Dec 8, 2010

Juan Cole: the Two-Party System at the Root of the Warfare State

From Juan Cole at Informed Comment:
I wrack my brains for why the US public seems decidedly uninterested in the Afghanistan War, and why they would deliver the ultimate insult to our troops of just not caring if they hear about it when 6 US warriors are shot down in a single day. . . .


I am sad to report that I have concluded that the relative silence on our Afghanistan war dead has to do with the workings of our two-party system. Americans are great followers of sports where two teams oppose one another. They become fierce partisans of one team over the other. They have the same approach to economic life (iPhone vs. Android, Kindle vs. Google ebooks, X-Box vs. Playstation, etc.) They join a “team” in their minds and grow absolutely scathing about the other side. Republicans and Democrats are teams for them. It may be the real reason a third party is so hard to mount; it does have to do with the first past the post electoral system, but it may be also that you can’t root for more than one team at a time, so it is more convenient to have just two parties if you have a binary mindset.
So here’s the reason the whole bloody Afghanistan war is off the radar: it isn’t a partisan issue. The Republican Party, except for a few Libertarians, is solidly in favor of the war and would apparently like to go on fighting it for decades if only they could. But the Democrats cannot oppose the war (as they eventually opposed the Iraq War) because their own president has implemented a surge and is dedicated to prosecuting the war. . . .

Since no advantage would at the moment accrue to either Team from opposing the Afghanistan War, there is little opposition to it. And since it isn’t a partisan debate, the television reporters in particular are mostly uninterested in it. Even most print editors don’t put it on the front page very often. . . .

1 comment:

DLW said...

And the reason the two parties tend to have the same military policy is the fear that failing to side with big money on such would help the other side too much, tilting the control of the US polity in their favor.

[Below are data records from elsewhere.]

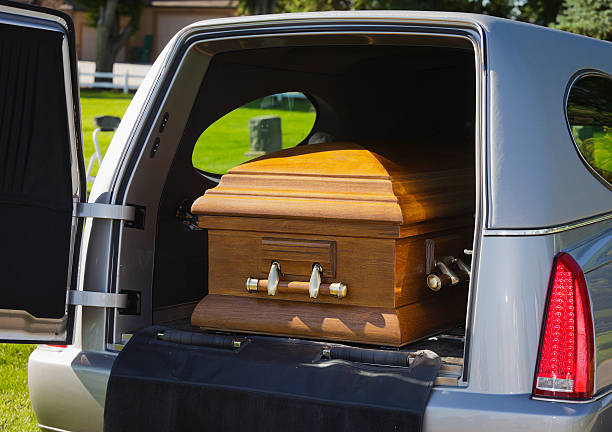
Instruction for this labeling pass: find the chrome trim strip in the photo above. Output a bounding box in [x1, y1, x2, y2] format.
[460, 26, 486, 384]
[532, 386, 612, 404]
[485, 212, 612, 236]
[37, 423, 73, 432]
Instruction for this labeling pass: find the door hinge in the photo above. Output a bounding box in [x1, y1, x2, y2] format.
[67, 290, 129, 309]
[73, 202, 135, 222]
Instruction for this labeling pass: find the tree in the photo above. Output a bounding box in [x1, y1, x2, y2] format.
[239, 0, 277, 14]
[481, 0, 515, 17]
[75, 0, 144, 77]
[552, 0, 612, 40]
[518, 0, 563, 26]
[252, 0, 515, 17]
[352, 0, 513, 16]
[275, 0, 350, 12]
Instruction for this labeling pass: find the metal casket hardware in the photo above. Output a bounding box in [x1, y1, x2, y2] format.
[426, 255, 471, 291]
[309, 263, 323, 298]
[267, 261, 281, 296]
[244, 261, 347, 299]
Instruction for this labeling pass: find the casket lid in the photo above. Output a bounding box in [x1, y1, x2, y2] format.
[191, 142, 472, 226]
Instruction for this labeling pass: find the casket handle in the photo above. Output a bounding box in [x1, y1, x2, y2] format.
[309, 263, 323, 298]
[245, 262, 347, 299]
[267, 261, 281, 296]
[426, 256, 470, 291]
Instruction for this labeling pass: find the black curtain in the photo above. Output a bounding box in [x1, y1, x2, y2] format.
[0, 22, 73, 319]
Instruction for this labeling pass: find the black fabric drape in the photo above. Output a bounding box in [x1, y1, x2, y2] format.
[105, 327, 441, 432]
[0, 22, 73, 318]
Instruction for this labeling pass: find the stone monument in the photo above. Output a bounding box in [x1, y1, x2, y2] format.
[245, 115, 281, 157]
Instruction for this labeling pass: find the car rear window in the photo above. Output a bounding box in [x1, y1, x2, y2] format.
[567, 74, 612, 187]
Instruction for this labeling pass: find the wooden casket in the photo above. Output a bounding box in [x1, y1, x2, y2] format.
[190, 142, 474, 346]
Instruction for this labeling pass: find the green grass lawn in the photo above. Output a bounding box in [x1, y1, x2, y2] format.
[0, 91, 315, 431]
[80, 90, 316, 180]
[80, 90, 134, 180]
[193, 106, 315, 174]
[0, 344, 38, 431]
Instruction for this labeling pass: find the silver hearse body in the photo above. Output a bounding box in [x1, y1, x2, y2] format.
[0, 3, 610, 431]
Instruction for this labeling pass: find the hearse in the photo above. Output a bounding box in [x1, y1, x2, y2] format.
[0, 1, 611, 431]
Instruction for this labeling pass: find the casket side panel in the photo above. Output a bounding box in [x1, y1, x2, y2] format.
[394, 227, 473, 307]
[208, 229, 396, 308]
[191, 286, 468, 347]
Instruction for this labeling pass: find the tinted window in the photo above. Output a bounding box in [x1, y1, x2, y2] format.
[567, 75, 612, 186]
[192, 92, 316, 174]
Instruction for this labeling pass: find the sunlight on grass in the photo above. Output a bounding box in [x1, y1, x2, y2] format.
[0, 344, 38, 431]
[571, 125, 612, 183]
[79, 90, 317, 180]
[192, 106, 316, 174]
[80, 90, 134, 181]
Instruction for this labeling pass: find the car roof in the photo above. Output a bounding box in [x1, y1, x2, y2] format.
[183, 10, 609, 45]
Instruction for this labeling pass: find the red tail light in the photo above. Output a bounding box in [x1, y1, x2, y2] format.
[534, 252, 594, 399]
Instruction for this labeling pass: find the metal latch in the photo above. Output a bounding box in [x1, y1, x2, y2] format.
[67, 290, 129, 309]
[73, 202, 135, 222]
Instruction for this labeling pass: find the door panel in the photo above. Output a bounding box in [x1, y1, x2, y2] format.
[0, 1, 83, 343]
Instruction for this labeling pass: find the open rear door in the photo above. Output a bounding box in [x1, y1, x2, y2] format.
[0, 1, 84, 343]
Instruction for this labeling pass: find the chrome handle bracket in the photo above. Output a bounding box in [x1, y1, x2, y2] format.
[246, 277, 259, 292]
[437, 259, 460, 285]
[267, 261, 281, 296]
[453, 257, 471, 279]
[426, 256, 462, 291]
[309, 263, 323, 298]
[329, 282, 347, 299]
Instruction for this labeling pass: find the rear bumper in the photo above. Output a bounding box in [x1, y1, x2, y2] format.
[28, 346, 115, 432]
[425, 388, 612, 432]
[28, 346, 612, 432]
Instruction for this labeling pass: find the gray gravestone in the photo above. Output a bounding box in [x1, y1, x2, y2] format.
[246, 115, 282, 157]
[94, 115, 121, 131]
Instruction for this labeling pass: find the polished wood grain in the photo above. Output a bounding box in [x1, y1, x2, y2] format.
[197, 214, 474, 239]
[191, 142, 474, 225]
[261, 237, 336, 278]
[208, 229, 395, 307]
[207, 228, 472, 309]
[192, 286, 468, 347]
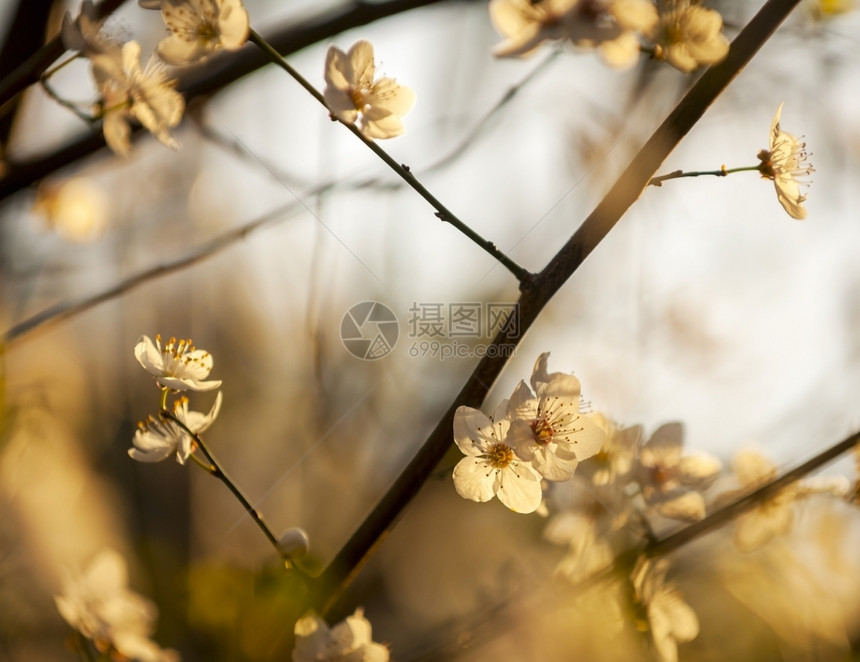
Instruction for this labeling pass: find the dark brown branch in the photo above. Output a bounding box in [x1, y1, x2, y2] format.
[312, 0, 805, 619]
[0, 0, 127, 110]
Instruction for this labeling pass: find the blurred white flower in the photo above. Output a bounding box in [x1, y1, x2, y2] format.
[453, 404, 543, 513]
[637, 422, 721, 522]
[582, 413, 642, 487]
[55, 549, 178, 662]
[292, 608, 388, 662]
[545, 510, 613, 582]
[562, 0, 658, 68]
[323, 40, 416, 140]
[488, 0, 577, 57]
[723, 448, 849, 551]
[757, 103, 814, 220]
[134, 334, 222, 392]
[507, 353, 606, 481]
[154, 0, 249, 66]
[90, 41, 184, 156]
[631, 558, 699, 662]
[32, 177, 110, 243]
[651, 0, 729, 72]
[130, 392, 222, 464]
[62, 0, 118, 55]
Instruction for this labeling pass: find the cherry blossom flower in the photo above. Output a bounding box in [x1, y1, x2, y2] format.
[723, 449, 849, 551]
[757, 103, 814, 220]
[488, 0, 577, 57]
[323, 40, 416, 140]
[453, 404, 543, 513]
[637, 422, 721, 522]
[506, 353, 605, 482]
[90, 41, 185, 156]
[651, 0, 730, 73]
[562, 0, 659, 68]
[134, 334, 222, 392]
[129, 392, 222, 464]
[55, 549, 178, 662]
[631, 557, 699, 662]
[152, 0, 250, 66]
[292, 608, 388, 662]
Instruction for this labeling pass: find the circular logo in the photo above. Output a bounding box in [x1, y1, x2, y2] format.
[340, 301, 399, 360]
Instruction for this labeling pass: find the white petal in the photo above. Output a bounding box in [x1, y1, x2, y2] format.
[453, 406, 494, 455]
[496, 465, 543, 513]
[453, 457, 496, 503]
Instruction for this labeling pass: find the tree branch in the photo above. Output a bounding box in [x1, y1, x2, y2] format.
[311, 0, 806, 619]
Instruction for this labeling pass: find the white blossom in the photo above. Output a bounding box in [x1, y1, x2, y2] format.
[757, 103, 814, 220]
[453, 404, 543, 513]
[130, 392, 222, 464]
[324, 40, 415, 140]
[506, 353, 605, 481]
[90, 41, 184, 156]
[292, 608, 388, 662]
[154, 0, 250, 66]
[134, 334, 221, 392]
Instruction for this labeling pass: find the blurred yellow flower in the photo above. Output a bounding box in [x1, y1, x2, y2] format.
[652, 0, 730, 72]
[90, 41, 185, 156]
[154, 0, 250, 66]
[33, 177, 109, 243]
[55, 549, 178, 662]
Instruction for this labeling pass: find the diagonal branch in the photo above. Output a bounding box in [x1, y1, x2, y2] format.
[311, 0, 806, 619]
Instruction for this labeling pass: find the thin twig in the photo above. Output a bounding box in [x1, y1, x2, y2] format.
[2, 204, 298, 345]
[161, 409, 300, 570]
[248, 29, 534, 285]
[648, 165, 761, 186]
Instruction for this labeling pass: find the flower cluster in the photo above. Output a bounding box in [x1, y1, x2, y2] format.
[60, 0, 250, 156]
[453, 353, 606, 513]
[55, 549, 178, 662]
[292, 608, 389, 662]
[488, 0, 729, 71]
[129, 334, 223, 464]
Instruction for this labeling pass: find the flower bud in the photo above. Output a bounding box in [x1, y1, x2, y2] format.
[278, 527, 309, 559]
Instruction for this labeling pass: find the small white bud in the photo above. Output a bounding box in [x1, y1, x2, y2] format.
[278, 527, 310, 559]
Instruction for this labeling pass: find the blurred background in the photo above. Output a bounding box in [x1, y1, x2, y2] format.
[1, 0, 860, 659]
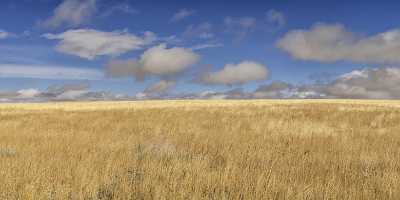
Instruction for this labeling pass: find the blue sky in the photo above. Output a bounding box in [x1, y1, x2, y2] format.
[1, 0, 400, 101]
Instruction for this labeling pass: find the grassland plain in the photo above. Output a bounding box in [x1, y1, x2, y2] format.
[1, 100, 400, 199]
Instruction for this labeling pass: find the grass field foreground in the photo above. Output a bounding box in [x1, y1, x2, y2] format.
[1, 100, 400, 199]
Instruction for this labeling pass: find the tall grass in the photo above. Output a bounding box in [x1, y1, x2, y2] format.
[1, 100, 400, 199]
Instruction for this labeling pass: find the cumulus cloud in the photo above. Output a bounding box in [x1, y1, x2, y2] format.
[44, 29, 156, 60]
[171, 9, 196, 22]
[266, 9, 286, 28]
[17, 89, 41, 99]
[200, 61, 269, 85]
[0, 64, 103, 80]
[40, 0, 97, 28]
[135, 44, 198, 75]
[106, 44, 200, 81]
[277, 23, 400, 63]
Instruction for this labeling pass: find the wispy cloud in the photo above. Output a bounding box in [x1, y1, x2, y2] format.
[0, 64, 103, 80]
[100, 3, 139, 17]
[39, 0, 97, 28]
[266, 9, 286, 28]
[224, 16, 257, 41]
[190, 42, 223, 50]
[170, 9, 196, 22]
[183, 22, 214, 39]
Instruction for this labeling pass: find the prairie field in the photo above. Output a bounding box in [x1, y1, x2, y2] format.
[2, 100, 400, 199]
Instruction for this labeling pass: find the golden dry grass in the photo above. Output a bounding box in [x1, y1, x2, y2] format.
[1, 100, 400, 199]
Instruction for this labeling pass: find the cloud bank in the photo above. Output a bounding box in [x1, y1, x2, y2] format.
[0, 83, 127, 102]
[3, 66, 400, 102]
[322, 67, 400, 99]
[252, 67, 400, 99]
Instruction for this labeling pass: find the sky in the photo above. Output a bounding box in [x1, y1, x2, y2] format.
[1, 0, 400, 101]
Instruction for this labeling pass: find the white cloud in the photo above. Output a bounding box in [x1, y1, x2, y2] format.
[107, 44, 200, 80]
[201, 61, 269, 85]
[0, 64, 103, 80]
[251, 67, 400, 99]
[56, 90, 88, 100]
[266, 9, 286, 28]
[323, 67, 400, 99]
[140, 44, 199, 75]
[17, 89, 41, 99]
[277, 23, 400, 63]
[40, 0, 97, 28]
[135, 92, 147, 99]
[171, 9, 196, 22]
[44, 29, 156, 60]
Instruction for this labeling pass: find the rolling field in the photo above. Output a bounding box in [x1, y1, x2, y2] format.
[1, 100, 400, 199]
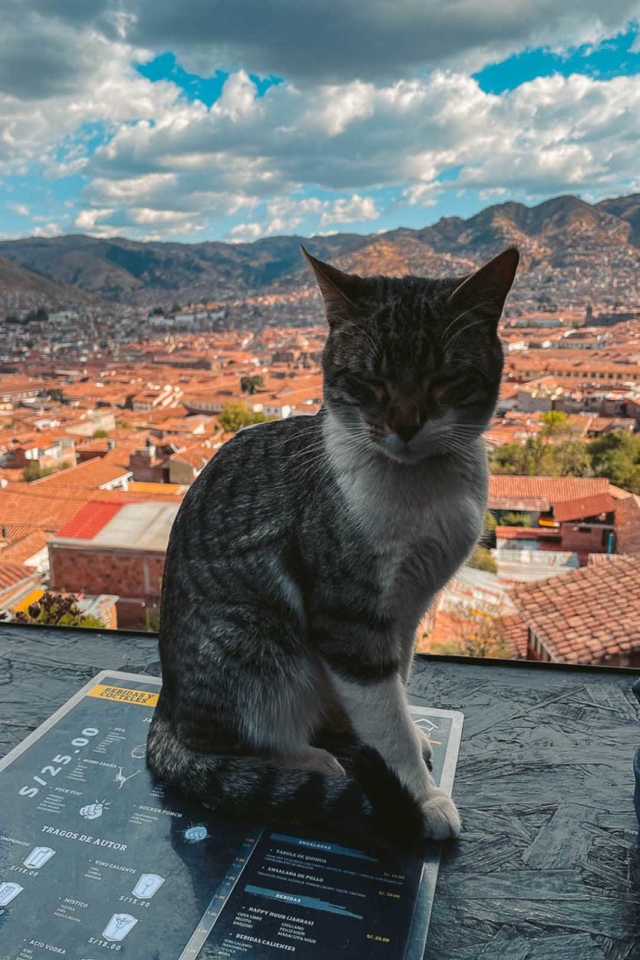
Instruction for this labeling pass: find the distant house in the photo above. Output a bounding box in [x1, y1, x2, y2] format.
[49, 500, 180, 628]
[4, 434, 76, 472]
[489, 477, 623, 568]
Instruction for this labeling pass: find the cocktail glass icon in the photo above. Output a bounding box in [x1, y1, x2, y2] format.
[103, 913, 138, 942]
[132, 873, 165, 899]
[0, 882, 24, 906]
[23, 846, 56, 869]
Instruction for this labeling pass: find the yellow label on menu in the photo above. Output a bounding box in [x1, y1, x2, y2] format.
[87, 683, 159, 707]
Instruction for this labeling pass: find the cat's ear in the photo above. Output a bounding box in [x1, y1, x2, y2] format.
[446, 248, 519, 327]
[301, 246, 369, 325]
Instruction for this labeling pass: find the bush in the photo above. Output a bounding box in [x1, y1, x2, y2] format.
[93, 429, 109, 438]
[219, 401, 273, 433]
[467, 545, 497, 573]
[14, 592, 104, 629]
[23, 463, 54, 482]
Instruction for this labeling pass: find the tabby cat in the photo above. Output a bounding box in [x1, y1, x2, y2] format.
[147, 246, 519, 849]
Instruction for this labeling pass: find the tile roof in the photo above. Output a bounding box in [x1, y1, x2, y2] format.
[30, 457, 132, 490]
[488, 476, 610, 510]
[0, 530, 50, 564]
[511, 557, 640, 664]
[56, 501, 126, 539]
[0, 561, 34, 592]
[553, 494, 616, 523]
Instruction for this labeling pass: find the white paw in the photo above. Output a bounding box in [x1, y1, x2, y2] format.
[421, 789, 461, 841]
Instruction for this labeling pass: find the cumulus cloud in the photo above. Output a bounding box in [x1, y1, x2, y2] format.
[12, 0, 640, 85]
[3, 1, 640, 240]
[8, 203, 30, 216]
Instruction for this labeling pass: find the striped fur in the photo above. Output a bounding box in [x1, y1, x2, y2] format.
[147, 249, 518, 848]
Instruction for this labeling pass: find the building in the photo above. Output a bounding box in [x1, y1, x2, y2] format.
[511, 556, 640, 665]
[49, 500, 180, 628]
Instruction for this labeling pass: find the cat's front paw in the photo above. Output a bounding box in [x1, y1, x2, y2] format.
[421, 789, 461, 841]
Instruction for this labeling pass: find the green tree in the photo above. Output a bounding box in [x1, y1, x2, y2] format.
[498, 511, 531, 527]
[219, 401, 271, 433]
[93, 429, 109, 438]
[14, 592, 104, 629]
[540, 410, 569, 438]
[553, 439, 591, 477]
[23, 463, 54, 482]
[589, 431, 640, 492]
[47, 388, 66, 403]
[467, 545, 497, 573]
[240, 375, 265, 395]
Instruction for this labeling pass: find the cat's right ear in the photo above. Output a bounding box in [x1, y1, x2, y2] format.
[301, 246, 369, 326]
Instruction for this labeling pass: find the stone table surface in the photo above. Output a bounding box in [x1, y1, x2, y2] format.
[1, 623, 639, 960]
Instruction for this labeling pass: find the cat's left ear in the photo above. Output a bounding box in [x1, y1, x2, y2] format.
[301, 246, 370, 326]
[447, 248, 519, 327]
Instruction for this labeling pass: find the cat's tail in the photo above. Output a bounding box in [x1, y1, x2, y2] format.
[146, 714, 426, 852]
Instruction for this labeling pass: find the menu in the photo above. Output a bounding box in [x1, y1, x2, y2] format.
[0, 671, 462, 960]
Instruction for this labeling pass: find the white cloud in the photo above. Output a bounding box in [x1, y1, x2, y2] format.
[8, 203, 30, 216]
[3, 4, 640, 240]
[319, 194, 379, 225]
[75, 208, 115, 230]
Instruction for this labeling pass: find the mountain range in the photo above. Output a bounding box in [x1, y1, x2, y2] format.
[2, 193, 640, 315]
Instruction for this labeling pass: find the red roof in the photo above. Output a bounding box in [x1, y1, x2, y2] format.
[56, 501, 126, 540]
[511, 557, 640, 664]
[553, 494, 616, 523]
[488, 476, 611, 511]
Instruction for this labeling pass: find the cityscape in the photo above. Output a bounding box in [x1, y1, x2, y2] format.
[1, 201, 640, 666]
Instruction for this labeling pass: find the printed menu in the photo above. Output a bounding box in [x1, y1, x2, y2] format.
[0, 671, 462, 960]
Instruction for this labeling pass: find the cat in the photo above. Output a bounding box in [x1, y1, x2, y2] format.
[147, 245, 519, 850]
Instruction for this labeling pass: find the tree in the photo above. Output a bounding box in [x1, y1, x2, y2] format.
[240, 375, 265, 395]
[93, 429, 109, 438]
[47, 388, 66, 403]
[23, 463, 53, 482]
[553, 438, 591, 477]
[540, 410, 569, 438]
[589, 431, 640, 493]
[467, 545, 497, 573]
[218, 401, 271, 433]
[498, 511, 531, 527]
[429, 604, 510, 659]
[14, 592, 104, 629]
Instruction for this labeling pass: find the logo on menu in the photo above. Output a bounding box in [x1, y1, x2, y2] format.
[103, 913, 138, 942]
[0, 882, 24, 906]
[132, 874, 165, 899]
[23, 847, 56, 869]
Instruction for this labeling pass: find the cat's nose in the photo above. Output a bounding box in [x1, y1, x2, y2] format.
[393, 423, 421, 443]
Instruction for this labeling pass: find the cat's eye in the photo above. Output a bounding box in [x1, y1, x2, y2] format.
[349, 374, 388, 401]
[430, 376, 469, 402]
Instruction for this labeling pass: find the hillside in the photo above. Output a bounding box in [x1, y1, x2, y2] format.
[1, 193, 640, 315]
[0, 253, 94, 313]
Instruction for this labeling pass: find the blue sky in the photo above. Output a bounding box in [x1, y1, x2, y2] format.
[3, 7, 640, 243]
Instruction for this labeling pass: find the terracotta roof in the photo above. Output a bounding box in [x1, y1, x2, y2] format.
[553, 494, 616, 523]
[30, 458, 132, 490]
[0, 488, 89, 532]
[56, 501, 126, 539]
[0, 530, 50, 564]
[0, 561, 34, 592]
[488, 476, 610, 510]
[501, 613, 529, 658]
[511, 557, 640, 664]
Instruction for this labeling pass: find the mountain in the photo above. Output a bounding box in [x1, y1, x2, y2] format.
[0, 253, 93, 313]
[1, 193, 640, 316]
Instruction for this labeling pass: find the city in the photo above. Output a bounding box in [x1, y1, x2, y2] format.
[1, 232, 640, 665]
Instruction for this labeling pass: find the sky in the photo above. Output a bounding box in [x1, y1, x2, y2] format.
[3, 2, 640, 244]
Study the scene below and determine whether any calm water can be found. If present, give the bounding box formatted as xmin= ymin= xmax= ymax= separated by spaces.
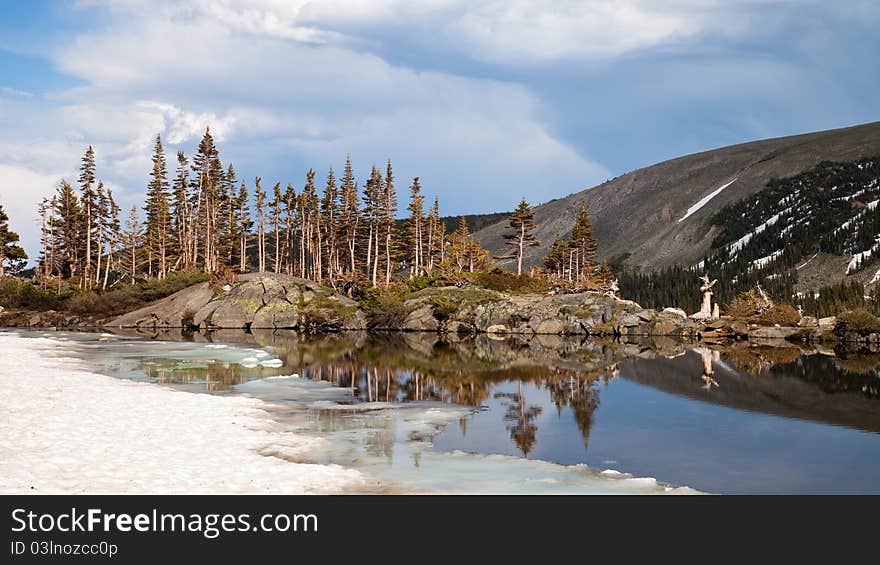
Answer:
xmin=20 ymin=329 xmax=880 ymax=494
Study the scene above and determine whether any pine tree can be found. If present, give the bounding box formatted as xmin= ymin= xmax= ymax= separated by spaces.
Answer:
xmin=270 ymin=182 xmax=283 ymax=273
xmin=425 ymin=196 xmax=443 ymax=274
xmin=321 ymin=167 xmax=339 ymax=280
xmin=497 ymin=198 xmax=540 ymax=276
xmin=300 ymin=169 xmax=320 ymax=280
xmin=37 ymin=197 xmax=54 ymax=285
xmin=144 ymin=134 xmax=172 ymax=278
xmin=569 ymin=202 xmax=598 ymax=284
xmin=219 ymin=163 xmax=238 ymax=267
xmin=446 ymin=216 xmax=488 ymax=273
xmin=191 ymin=128 xmax=223 ymax=272
xmin=102 ymin=189 xmax=121 ymax=289
xmin=382 ymin=160 xmax=397 ymax=285
xmin=282 ymin=183 xmax=297 ymax=275
xmin=171 ymin=151 xmax=191 ymax=269
xmin=363 ymin=166 xmax=383 ymax=286
xmin=236 ymin=181 xmax=252 ymax=272
xmin=52 ymin=179 xmax=82 ymax=280
xmin=0 ymin=200 xmax=27 ymax=277
xmin=405 ymin=176 xmax=425 ymax=278
xmin=122 ymin=205 xmax=141 ymax=283
xmin=254 ymin=177 xmax=267 ymax=273
xmin=597 ymin=260 xmax=614 ymax=292
xmin=544 ymin=233 xmax=567 ymax=278
xmin=339 ymin=154 xmax=360 ymax=275
xmin=93 ymin=182 xmax=107 ymax=286
xmin=78 ymin=146 xmax=98 ymax=287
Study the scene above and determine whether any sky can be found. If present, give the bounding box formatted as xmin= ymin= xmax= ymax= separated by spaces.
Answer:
xmin=1 ymin=0 xmax=878 ymax=263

But if the US polity didn't tilt then we wouldn't have had LBJ fearing that he'd be accused of being soft on communism if he got us out of our armed conflict in Vietnam.

But the only way you can make the system not tilt to effective single party rule is by using both winner-doesn't-take-all and winner-take-all elections..., so the clarion call is not to push for an even playing field across all parties, but rather to incorporate more winner-doesn't-take-all elections into our existing system!!!!